The data flow in this table is a bit tricky to follow, so here is an equivalent chart that represents the table as a graph:
Round the El Farolito super vegi burrito cost to $ 8, so on delivery worth $ 2, the total amount will be $ 20.
Oh, I completely forgot! One of my friends is not enough for one burrito, he needs two. So I really want to order three. If updated
Num Burritos
, the naive spreadsheet engine can recalculate the entire document by recalculating the cells with no input first and then recalculating each cell with the ready input until the cells run out. In this case, we will first calculate the burrito price and quantity, then the shipping burrito price, and then a new $ 30 total.

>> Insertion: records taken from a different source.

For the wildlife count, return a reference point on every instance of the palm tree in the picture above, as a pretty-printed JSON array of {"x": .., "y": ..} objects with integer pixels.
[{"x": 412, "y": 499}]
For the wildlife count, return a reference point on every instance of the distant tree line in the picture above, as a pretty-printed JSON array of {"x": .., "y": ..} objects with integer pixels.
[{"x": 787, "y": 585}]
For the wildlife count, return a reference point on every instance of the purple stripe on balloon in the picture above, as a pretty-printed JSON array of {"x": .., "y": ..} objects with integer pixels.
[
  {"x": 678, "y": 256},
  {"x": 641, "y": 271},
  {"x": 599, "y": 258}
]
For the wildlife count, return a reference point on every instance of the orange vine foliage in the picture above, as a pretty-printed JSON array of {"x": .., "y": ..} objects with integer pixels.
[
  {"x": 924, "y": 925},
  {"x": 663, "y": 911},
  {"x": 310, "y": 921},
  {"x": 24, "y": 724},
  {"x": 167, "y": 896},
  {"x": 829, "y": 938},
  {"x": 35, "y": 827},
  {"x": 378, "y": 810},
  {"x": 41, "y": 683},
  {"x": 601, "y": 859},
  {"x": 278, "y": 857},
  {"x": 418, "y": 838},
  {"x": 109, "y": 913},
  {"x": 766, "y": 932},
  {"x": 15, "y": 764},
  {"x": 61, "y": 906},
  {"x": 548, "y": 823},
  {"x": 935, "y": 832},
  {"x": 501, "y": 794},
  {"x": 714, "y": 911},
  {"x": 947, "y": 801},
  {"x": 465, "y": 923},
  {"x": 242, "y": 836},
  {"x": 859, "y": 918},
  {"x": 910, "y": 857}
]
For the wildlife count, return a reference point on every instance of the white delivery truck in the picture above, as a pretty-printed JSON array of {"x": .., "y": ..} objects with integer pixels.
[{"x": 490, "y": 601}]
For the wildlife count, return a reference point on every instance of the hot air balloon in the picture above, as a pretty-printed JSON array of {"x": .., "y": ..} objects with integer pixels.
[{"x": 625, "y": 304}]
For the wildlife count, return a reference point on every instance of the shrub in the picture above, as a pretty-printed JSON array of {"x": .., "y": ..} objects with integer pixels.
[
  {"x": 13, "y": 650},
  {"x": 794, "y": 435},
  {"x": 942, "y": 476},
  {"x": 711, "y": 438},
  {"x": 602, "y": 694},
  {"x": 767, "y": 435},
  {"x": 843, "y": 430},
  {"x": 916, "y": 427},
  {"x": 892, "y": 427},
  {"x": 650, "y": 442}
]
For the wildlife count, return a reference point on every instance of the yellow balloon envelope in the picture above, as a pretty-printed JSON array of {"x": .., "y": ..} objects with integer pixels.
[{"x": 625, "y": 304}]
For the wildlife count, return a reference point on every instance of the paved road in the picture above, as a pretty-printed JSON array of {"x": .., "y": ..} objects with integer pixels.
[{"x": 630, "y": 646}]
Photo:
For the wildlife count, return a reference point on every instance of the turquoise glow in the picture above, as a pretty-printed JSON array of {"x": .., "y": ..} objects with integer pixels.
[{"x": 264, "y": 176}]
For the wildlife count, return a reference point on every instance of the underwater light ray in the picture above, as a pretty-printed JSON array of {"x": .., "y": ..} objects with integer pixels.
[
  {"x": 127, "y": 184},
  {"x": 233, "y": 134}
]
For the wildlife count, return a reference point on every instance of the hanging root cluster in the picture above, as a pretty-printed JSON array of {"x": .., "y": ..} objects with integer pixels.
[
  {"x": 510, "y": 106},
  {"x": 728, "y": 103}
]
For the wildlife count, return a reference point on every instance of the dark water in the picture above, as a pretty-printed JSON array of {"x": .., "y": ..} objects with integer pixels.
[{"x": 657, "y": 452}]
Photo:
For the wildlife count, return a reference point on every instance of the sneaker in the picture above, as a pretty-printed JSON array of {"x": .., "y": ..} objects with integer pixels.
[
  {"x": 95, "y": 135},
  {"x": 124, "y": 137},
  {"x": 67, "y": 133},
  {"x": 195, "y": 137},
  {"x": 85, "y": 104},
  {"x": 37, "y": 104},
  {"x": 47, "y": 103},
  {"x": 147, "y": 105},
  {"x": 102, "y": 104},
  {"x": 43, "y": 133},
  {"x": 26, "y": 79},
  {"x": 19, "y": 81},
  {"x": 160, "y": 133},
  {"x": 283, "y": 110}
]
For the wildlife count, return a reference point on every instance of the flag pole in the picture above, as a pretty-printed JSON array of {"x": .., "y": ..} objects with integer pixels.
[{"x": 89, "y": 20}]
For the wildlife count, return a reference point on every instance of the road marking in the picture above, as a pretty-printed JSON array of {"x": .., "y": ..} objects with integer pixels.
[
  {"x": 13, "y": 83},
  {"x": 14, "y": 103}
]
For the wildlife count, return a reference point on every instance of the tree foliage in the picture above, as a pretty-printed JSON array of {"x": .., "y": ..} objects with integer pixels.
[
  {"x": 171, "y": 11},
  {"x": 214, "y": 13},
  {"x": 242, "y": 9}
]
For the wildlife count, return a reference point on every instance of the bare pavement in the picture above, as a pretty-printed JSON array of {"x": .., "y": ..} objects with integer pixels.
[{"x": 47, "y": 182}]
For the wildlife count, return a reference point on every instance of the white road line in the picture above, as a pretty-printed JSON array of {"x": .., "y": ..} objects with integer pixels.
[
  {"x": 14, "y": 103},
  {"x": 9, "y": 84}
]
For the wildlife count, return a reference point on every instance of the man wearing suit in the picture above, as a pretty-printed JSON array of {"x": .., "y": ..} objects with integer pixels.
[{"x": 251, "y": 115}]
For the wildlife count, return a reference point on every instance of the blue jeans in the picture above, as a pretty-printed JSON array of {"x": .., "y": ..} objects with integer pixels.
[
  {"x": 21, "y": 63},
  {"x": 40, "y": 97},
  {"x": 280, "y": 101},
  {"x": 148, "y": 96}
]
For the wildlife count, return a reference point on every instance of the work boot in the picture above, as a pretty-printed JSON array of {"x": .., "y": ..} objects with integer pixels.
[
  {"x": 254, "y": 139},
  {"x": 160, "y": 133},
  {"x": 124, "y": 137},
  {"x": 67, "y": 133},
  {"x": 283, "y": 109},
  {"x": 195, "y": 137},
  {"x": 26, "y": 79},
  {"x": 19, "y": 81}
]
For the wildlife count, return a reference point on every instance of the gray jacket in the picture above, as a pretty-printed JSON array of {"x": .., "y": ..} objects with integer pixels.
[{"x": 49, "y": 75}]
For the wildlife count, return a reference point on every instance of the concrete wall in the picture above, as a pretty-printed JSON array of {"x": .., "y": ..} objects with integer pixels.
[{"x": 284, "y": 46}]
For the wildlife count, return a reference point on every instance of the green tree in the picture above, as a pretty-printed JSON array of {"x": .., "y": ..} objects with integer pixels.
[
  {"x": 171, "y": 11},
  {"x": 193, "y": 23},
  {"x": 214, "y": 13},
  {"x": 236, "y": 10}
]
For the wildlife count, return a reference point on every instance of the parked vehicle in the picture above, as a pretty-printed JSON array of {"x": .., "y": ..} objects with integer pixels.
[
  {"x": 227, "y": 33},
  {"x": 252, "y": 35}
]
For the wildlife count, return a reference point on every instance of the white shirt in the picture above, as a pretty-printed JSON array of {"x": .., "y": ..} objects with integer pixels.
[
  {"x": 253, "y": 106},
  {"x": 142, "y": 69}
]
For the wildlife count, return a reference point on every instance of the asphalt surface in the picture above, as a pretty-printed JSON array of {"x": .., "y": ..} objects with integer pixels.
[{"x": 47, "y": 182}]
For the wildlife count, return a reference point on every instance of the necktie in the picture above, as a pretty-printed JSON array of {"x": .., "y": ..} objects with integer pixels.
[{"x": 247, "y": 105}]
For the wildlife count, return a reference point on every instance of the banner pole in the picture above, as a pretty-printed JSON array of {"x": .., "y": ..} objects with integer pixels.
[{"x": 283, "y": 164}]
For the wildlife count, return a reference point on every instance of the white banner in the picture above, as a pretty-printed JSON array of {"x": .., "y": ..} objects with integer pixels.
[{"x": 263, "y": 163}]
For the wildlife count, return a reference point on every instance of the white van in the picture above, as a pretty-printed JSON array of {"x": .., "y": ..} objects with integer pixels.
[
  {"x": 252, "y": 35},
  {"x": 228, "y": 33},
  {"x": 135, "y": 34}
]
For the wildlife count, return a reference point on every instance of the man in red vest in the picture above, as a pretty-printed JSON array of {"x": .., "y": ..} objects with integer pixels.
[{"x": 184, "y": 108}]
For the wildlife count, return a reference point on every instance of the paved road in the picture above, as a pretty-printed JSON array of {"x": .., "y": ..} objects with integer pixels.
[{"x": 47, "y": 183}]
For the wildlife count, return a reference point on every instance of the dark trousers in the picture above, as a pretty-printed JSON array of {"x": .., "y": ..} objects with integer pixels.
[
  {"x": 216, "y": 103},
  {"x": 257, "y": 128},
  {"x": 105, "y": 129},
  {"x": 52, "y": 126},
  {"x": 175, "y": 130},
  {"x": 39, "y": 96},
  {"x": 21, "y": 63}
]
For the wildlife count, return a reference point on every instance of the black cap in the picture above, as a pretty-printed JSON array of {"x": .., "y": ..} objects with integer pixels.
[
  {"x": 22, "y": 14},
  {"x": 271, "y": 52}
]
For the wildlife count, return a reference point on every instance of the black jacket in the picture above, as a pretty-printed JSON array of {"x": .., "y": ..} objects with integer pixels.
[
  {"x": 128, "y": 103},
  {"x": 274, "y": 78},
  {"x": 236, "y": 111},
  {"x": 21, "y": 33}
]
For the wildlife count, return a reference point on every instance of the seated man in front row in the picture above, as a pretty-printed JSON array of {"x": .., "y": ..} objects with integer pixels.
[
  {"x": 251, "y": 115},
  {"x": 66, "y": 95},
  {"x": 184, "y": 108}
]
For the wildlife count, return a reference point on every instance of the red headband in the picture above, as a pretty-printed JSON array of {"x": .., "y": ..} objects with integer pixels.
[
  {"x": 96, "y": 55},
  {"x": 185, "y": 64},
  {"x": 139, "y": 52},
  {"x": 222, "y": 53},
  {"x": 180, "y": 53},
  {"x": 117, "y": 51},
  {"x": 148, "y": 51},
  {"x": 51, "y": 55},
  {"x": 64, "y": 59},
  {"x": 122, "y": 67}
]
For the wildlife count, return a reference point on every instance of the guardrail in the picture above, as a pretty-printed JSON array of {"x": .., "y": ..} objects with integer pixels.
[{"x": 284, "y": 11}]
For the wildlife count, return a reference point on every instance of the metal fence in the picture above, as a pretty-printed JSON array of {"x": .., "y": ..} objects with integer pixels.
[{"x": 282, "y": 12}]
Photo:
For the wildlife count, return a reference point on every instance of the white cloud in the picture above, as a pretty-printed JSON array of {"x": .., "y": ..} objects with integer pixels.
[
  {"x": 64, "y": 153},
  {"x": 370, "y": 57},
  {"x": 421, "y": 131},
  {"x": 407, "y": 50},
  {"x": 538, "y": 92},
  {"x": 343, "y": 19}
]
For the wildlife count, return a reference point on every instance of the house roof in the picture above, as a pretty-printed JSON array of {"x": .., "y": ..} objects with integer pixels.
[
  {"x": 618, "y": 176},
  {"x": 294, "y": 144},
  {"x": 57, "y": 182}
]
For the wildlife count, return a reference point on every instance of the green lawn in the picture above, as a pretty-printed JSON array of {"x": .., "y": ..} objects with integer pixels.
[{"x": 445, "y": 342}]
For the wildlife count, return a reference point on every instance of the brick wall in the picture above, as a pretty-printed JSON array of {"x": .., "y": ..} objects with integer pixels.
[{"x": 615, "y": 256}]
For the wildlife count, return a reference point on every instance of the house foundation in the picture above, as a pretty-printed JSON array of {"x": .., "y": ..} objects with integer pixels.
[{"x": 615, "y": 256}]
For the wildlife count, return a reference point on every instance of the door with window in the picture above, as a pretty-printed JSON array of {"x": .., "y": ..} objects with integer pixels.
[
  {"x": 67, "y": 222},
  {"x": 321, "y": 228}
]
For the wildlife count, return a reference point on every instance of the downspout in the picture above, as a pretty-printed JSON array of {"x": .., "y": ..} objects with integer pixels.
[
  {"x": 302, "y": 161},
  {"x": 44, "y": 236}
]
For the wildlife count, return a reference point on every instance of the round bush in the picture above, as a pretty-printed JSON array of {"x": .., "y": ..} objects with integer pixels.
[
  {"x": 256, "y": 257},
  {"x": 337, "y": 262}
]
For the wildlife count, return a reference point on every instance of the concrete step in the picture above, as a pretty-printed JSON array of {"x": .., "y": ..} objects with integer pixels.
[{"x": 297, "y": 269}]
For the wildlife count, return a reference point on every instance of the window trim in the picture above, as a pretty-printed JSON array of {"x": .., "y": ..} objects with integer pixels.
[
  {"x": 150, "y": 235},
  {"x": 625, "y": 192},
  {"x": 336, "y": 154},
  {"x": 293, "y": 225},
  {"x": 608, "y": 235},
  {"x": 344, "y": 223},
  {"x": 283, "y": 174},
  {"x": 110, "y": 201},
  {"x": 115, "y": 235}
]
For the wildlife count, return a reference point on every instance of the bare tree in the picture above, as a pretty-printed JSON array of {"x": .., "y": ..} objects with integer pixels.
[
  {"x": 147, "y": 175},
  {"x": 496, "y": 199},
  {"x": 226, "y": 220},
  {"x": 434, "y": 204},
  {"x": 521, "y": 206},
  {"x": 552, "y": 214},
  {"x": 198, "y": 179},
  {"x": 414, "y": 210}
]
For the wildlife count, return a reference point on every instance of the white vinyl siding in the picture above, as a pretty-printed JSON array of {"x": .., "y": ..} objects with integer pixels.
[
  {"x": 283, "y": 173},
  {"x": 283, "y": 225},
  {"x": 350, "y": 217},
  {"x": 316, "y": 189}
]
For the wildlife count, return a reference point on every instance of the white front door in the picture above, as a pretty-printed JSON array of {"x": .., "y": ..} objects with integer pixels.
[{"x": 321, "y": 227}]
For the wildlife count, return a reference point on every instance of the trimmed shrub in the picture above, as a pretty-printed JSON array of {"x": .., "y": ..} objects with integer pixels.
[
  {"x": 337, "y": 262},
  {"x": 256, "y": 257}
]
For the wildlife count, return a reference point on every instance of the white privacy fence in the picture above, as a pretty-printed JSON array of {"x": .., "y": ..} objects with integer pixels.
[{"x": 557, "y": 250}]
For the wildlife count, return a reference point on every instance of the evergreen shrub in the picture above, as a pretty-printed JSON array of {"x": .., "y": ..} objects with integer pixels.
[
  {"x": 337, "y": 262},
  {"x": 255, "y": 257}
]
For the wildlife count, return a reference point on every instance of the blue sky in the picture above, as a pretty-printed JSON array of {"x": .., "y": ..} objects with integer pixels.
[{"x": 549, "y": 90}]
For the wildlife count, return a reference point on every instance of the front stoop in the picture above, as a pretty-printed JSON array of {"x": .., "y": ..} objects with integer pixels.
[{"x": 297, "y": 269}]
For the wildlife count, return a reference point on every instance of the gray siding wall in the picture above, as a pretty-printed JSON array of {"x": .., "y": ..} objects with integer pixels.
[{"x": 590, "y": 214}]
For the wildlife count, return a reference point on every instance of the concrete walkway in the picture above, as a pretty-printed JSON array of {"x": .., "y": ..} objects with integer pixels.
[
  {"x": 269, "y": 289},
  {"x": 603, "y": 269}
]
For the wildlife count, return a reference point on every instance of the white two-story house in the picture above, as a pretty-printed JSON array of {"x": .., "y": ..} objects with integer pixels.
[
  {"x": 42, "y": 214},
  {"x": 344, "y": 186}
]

This simple strategy of recalculating an entire document may seem wasteful, but it's actually better than VisiCalc, the first spreadsheet ever and the first killer app that made Apple II computers popular. VisiCalc recalculated cells from left to right and top to bottom many times, scanning them over and over again, although none of them changed. Despite this "interesting" algorithm, VisiCalc remained the dominant spreadsheet software for four years. His reign ended in 1983, when Lotus 1-2-3 took over the natural-order recalculation market. This is how Tracy Robnett Licklider described him in Byte magazine :
Lotus 1-2-3 used natural ordering, although it also supported VisiCalc row and columnar modes. Natural recalculation maintained a list of cell dependencies and recalculated cells based on dependencies.
Lotus 1-2-3 implemented the recalculate all strategy shown above. During the first decade of spreadsheet development, this was the most optimal approach. Yes, we recalculate every cell in the document, but only once.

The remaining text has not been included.